传统的 static batching 会等待一个 batch 中所有请求完成才开始处理下一批。Continuous batching（也称 iteration-level batching）在每个解码步骤级别动态调度请求：

已完成的请求立即被释放
新请求可以在任意解码步插入
GPU 利用率显著提升

Speculative Decoding（投机解码）

使用一个小而快的"草稿模型"快速生成多个候选 token，然后用大模型并行验证这些 token 的正确性。

在不改变输出分布的前提下，可实现 2-3 倍的加速。

# Hugging Face 中使用投机解码
from transformers import AutoModelForCausalLM, AutoTokenizer

# 大模型（验证）
model = AutoModelForCausalLM.from_pretrained("meta-llama/Llama-2-70b-hf")
# 小模型（草稿）
assistant_model = AutoModelForCausalLM.from_pretrained("meta-llama/Llama-2-7b-hf")
tokenizer = AutoTokenizer.from_pretrained("meta-llama/Llama-2-70b-hf")

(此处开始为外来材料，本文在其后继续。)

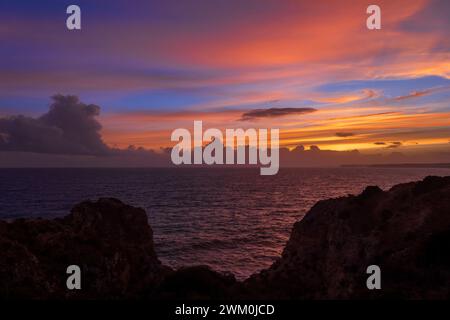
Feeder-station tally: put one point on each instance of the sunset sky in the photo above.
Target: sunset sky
(154, 66)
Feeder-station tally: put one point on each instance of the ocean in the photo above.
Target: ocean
(232, 219)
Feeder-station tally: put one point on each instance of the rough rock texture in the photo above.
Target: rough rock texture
(405, 231)
(110, 241)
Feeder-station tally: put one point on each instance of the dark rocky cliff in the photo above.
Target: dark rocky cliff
(405, 231)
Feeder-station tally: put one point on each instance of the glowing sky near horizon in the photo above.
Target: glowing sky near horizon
(154, 66)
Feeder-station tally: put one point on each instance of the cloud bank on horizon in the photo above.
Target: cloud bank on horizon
(311, 69)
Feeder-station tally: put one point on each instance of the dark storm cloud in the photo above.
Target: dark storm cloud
(274, 112)
(344, 134)
(69, 127)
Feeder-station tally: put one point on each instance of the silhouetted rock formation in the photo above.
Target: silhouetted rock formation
(110, 241)
(405, 231)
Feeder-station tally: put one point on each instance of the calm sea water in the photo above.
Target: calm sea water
(230, 219)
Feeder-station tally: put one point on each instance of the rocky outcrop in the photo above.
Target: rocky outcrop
(110, 241)
(405, 231)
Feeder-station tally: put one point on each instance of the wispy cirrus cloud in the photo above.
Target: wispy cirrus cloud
(274, 113)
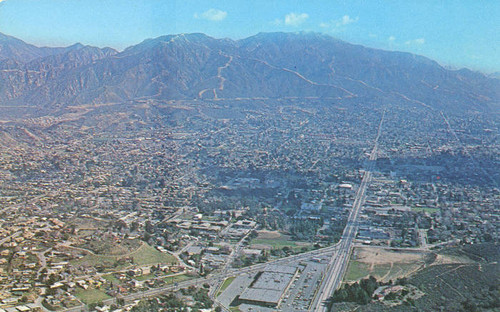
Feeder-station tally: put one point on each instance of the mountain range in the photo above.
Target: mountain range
(264, 66)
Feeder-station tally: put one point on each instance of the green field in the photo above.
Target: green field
(176, 278)
(150, 255)
(143, 255)
(358, 270)
(91, 295)
(225, 285)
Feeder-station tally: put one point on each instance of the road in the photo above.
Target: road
(336, 268)
(338, 263)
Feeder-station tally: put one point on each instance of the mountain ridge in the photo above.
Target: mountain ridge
(266, 65)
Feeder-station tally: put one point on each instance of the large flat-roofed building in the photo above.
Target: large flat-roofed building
(269, 286)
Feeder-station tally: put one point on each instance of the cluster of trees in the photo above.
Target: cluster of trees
(171, 302)
(360, 292)
(305, 229)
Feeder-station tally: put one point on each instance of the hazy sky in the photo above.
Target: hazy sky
(461, 33)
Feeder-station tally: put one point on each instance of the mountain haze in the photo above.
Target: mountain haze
(267, 65)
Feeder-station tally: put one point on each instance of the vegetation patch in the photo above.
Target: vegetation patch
(90, 296)
(225, 285)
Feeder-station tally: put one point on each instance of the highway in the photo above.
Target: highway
(340, 253)
(340, 260)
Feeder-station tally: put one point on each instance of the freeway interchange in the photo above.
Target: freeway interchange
(338, 254)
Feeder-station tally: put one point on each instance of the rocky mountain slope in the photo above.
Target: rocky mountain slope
(268, 65)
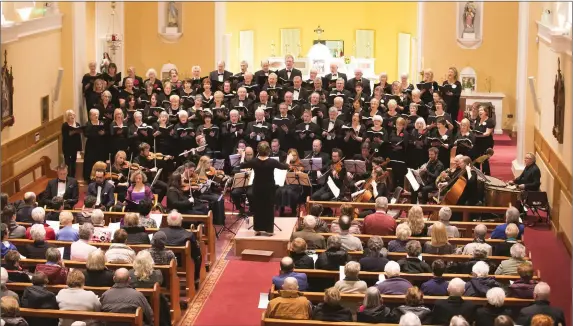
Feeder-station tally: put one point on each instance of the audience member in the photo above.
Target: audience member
(74, 297)
(334, 256)
(393, 284)
(313, 239)
(374, 260)
(437, 285)
(287, 270)
(331, 309)
(122, 298)
(413, 262)
(119, 252)
(299, 256)
(290, 304)
(81, 249)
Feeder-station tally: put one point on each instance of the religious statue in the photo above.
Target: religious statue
(172, 15)
(470, 11)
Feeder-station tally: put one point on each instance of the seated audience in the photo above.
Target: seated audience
(439, 244)
(160, 255)
(135, 233)
(523, 288)
(11, 312)
(351, 282)
(445, 309)
(413, 263)
(393, 284)
(313, 239)
(122, 298)
(414, 304)
(403, 234)
(96, 273)
(541, 305)
(38, 214)
(299, 256)
(503, 249)
(444, 215)
(509, 266)
(81, 249)
(480, 283)
(290, 304)
(437, 285)
(287, 270)
(511, 217)
(74, 297)
(373, 259)
(373, 310)
(379, 222)
(101, 233)
(38, 297)
(119, 252)
(331, 309)
(54, 267)
(334, 256)
(486, 315)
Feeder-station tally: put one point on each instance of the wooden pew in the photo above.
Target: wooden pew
(151, 294)
(135, 319)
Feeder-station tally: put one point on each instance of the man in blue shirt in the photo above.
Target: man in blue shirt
(287, 270)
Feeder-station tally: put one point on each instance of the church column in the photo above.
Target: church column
(521, 87)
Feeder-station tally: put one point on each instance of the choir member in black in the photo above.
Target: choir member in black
(258, 130)
(337, 172)
(385, 87)
(187, 94)
(484, 136)
(441, 137)
(418, 145)
(429, 172)
(465, 140)
(264, 188)
(155, 83)
(331, 130)
(306, 132)
(289, 195)
(283, 127)
(96, 144)
(398, 143)
(451, 94)
(71, 141)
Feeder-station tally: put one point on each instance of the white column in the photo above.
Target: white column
(517, 165)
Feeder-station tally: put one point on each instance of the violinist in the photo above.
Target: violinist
(289, 195)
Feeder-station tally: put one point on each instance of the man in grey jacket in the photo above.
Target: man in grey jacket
(121, 298)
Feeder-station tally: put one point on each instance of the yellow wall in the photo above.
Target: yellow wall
(495, 58)
(144, 49)
(340, 20)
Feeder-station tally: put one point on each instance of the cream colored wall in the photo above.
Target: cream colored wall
(496, 58)
(340, 20)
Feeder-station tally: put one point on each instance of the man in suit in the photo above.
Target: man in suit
(454, 305)
(541, 306)
(102, 190)
(64, 186)
(287, 74)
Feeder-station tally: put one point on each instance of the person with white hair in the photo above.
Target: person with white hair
(394, 284)
(541, 295)
(313, 240)
(481, 282)
(487, 314)
(445, 309)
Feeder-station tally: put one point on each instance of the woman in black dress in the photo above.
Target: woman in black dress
(71, 141)
(264, 188)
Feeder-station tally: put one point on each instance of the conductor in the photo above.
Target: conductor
(264, 188)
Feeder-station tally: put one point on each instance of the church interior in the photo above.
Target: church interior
(515, 56)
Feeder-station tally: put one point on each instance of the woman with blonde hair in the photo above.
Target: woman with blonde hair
(439, 244)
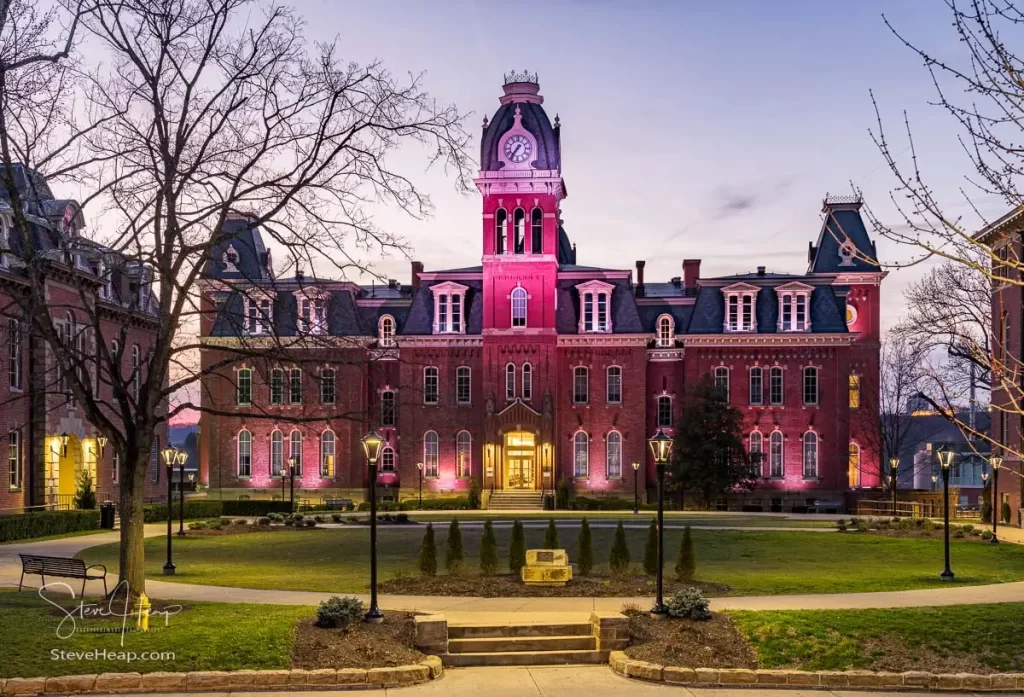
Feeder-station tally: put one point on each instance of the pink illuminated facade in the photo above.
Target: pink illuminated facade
(529, 368)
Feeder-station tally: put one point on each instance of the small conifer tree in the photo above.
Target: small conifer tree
(488, 551)
(650, 550)
(686, 566)
(620, 558)
(585, 557)
(517, 549)
(551, 536)
(428, 553)
(453, 552)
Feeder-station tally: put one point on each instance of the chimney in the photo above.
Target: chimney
(691, 272)
(417, 270)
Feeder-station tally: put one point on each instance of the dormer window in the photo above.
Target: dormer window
(450, 308)
(794, 307)
(740, 300)
(595, 306)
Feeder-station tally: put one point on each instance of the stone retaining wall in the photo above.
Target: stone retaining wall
(218, 681)
(1006, 682)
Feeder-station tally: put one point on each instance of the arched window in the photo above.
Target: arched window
(775, 454)
(581, 385)
(665, 417)
(276, 452)
(387, 460)
(665, 331)
(810, 454)
(853, 472)
(519, 229)
(510, 382)
(501, 230)
(464, 454)
(245, 460)
(613, 455)
(430, 464)
(518, 306)
(295, 450)
(386, 336)
(538, 231)
(327, 453)
(581, 454)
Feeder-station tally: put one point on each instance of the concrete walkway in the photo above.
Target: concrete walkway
(577, 681)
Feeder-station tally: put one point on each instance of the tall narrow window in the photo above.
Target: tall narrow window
(463, 454)
(295, 386)
(775, 386)
(613, 455)
(430, 462)
(244, 393)
(510, 382)
(430, 386)
(518, 307)
(581, 385)
(613, 388)
(276, 386)
(538, 231)
(810, 454)
(327, 386)
(722, 383)
(387, 408)
(245, 459)
(775, 454)
(665, 420)
(463, 387)
(327, 453)
(295, 450)
(501, 230)
(276, 452)
(581, 454)
(757, 386)
(810, 386)
(519, 229)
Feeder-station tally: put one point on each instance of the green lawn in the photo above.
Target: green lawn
(203, 637)
(978, 638)
(751, 563)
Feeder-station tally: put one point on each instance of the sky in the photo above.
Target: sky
(707, 130)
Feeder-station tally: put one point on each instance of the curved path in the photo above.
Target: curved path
(455, 607)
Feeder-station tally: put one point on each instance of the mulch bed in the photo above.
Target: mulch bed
(508, 585)
(360, 646)
(714, 644)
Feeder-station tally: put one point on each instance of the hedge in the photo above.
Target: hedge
(25, 526)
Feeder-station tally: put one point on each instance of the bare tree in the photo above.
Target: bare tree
(206, 112)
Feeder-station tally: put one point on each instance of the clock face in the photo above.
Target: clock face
(518, 148)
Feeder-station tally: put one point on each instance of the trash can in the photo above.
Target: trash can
(107, 516)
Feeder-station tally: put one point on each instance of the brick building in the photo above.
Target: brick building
(531, 367)
(49, 442)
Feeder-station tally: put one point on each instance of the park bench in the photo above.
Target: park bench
(60, 567)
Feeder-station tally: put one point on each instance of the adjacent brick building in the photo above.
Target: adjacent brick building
(531, 367)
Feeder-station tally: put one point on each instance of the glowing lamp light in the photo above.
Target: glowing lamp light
(660, 446)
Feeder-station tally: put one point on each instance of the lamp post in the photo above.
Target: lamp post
(419, 466)
(945, 461)
(996, 462)
(169, 454)
(372, 443)
(660, 446)
(636, 490)
(893, 464)
(181, 458)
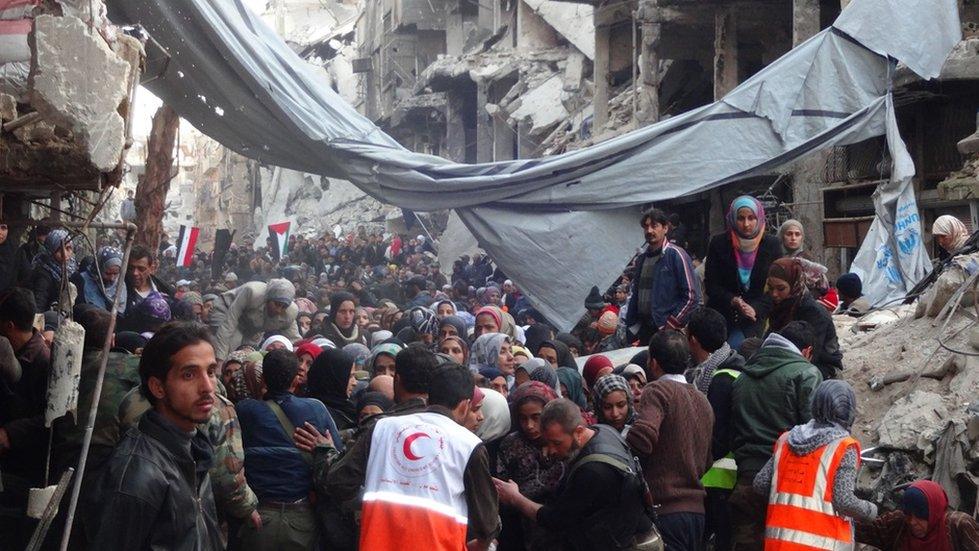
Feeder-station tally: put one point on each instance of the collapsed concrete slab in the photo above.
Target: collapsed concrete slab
(81, 91)
(913, 422)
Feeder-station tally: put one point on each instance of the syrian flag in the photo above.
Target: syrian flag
(279, 234)
(186, 243)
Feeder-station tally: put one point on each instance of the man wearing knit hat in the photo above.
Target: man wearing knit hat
(242, 315)
(852, 301)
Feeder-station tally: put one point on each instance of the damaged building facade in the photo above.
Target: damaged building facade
(65, 119)
(487, 81)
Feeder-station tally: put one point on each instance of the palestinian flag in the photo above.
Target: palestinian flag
(186, 243)
(279, 234)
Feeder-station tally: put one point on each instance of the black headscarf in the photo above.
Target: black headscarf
(571, 341)
(328, 378)
(535, 335)
(456, 322)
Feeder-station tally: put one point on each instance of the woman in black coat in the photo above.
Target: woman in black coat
(53, 263)
(737, 267)
(791, 301)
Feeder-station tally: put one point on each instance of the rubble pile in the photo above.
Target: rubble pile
(64, 116)
(915, 370)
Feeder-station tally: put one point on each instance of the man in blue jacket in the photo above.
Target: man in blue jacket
(665, 290)
(278, 472)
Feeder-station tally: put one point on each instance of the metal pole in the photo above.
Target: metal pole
(97, 396)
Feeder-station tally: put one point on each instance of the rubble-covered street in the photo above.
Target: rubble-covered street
(494, 275)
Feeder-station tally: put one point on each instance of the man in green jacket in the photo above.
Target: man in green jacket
(772, 396)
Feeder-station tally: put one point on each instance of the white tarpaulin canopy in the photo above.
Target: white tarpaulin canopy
(238, 82)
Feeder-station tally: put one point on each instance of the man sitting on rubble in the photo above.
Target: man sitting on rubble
(773, 395)
(141, 279)
(244, 314)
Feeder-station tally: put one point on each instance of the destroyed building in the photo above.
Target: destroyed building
(66, 118)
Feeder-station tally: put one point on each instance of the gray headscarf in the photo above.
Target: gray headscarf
(547, 376)
(834, 408)
(791, 223)
(834, 403)
(485, 352)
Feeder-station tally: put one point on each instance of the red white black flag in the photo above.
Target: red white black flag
(186, 243)
(279, 233)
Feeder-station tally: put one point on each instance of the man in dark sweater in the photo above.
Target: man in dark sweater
(718, 366)
(601, 504)
(665, 291)
(672, 436)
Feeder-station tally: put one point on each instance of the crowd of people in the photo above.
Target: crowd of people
(349, 395)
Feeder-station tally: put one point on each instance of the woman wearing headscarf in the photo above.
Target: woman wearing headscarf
(737, 267)
(360, 354)
(341, 327)
(99, 284)
(923, 523)
(556, 353)
(823, 452)
(247, 382)
(456, 348)
(496, 423)
(452, 326)
(443, 308)
(792, 236)
(331, 381)
(522, 460)
(614, 402)
(950, 234)
(791, 301)
(572, 386)
(547, 376)
(488, 320)
(55, 262)
(382, 359)
(425, 325)
(372, 403)
(492, 350)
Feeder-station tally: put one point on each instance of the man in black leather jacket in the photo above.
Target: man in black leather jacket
(155, 492)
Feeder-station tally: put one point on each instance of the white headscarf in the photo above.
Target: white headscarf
(277, 338)
(952, 227)
(496, 416)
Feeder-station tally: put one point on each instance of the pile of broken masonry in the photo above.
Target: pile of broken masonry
(915, 369)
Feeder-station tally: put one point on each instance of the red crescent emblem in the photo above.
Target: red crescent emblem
(409, 440)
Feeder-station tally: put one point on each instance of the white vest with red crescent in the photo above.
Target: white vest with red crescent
(414, 495)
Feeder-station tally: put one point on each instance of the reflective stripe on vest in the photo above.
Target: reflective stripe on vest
(723, 473)
(800, 505)
(414, 494)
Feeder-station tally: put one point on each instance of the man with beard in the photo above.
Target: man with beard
(155, 492)
(665, 291)
(603, 499)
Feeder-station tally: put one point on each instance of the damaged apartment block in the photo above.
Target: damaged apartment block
(67, 77)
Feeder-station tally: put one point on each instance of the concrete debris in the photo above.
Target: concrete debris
(913, 423)
(542, 106)
(935, 299)
(65, 92)
(881, 486)
(13, 79)
(574, 21)
(8, 107)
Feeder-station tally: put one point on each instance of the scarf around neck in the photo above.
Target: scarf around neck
(746, 246)
(707, 369)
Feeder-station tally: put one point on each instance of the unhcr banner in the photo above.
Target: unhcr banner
(232, 77)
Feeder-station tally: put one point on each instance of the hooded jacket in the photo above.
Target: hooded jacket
(772, 396)
(239, 315)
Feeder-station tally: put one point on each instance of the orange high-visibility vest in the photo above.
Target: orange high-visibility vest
(414, 493)
(801, 516)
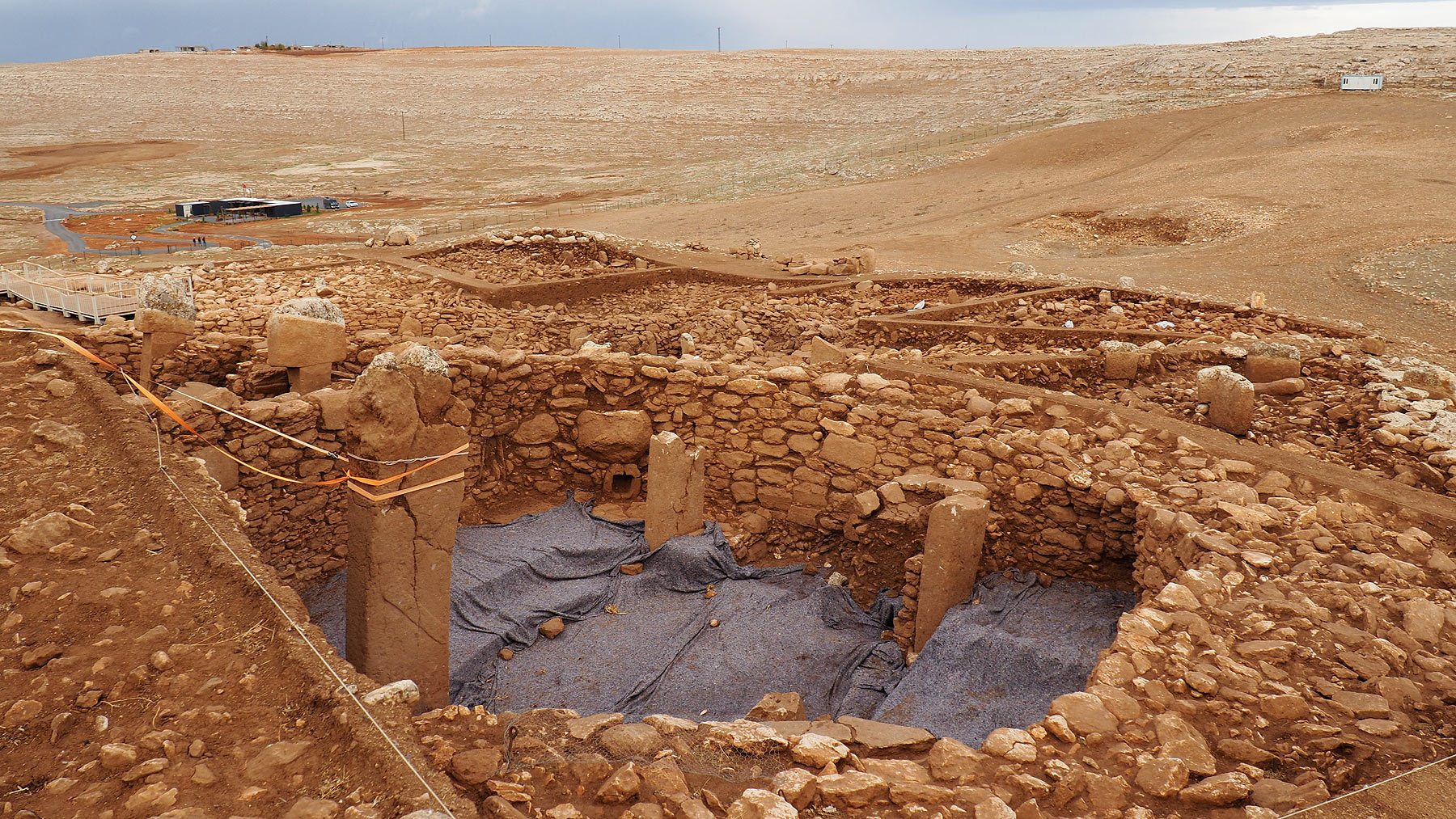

inputs = tokenizer("The future of AI is", return_tensors="pt")
outputs = model.generate(
    **inputs,
    assistant_model=assistant_model,
    max_new_tokens=100,
    do_sample=False,
)

FlashAttention

FlashAttention 通过 IO-aware 的分块算法优化 attention 计算，减少 GPU HBM（高带宽内存）和 SRAM（片上内存）之间的数据传输。

核心思想：

将 Q、K、V 分块加载到 SRAM
在 SRAM 中完成 attention 计算
使用 online softmax 技术避免全局 softmax
避免将完整的 attention 矩阵写回 HBM

FlashAttention-2 在此基础上进一步优化了并行性和工作分配。

# PyTorch 2.0+ 原生支持
import torch.nn.functional as F

# 使用 scaled_dot_product_attention（自动选择最优实现）
output = F.scaled_dot_product_attention(
    query, key, value,
    attn_mask=mask,
    is_causal=True,   # 因果 attention mask
    dropout_p=0.0,
)

并行策略

Tensor Parallelism（张量并行）

将单个层的权重矩阵沿特定维度切分到多个 GPU 上，每个 GPU 计算部分结果后进行 All-Reduce 通信。适合单机多卡，延迟敏感场景。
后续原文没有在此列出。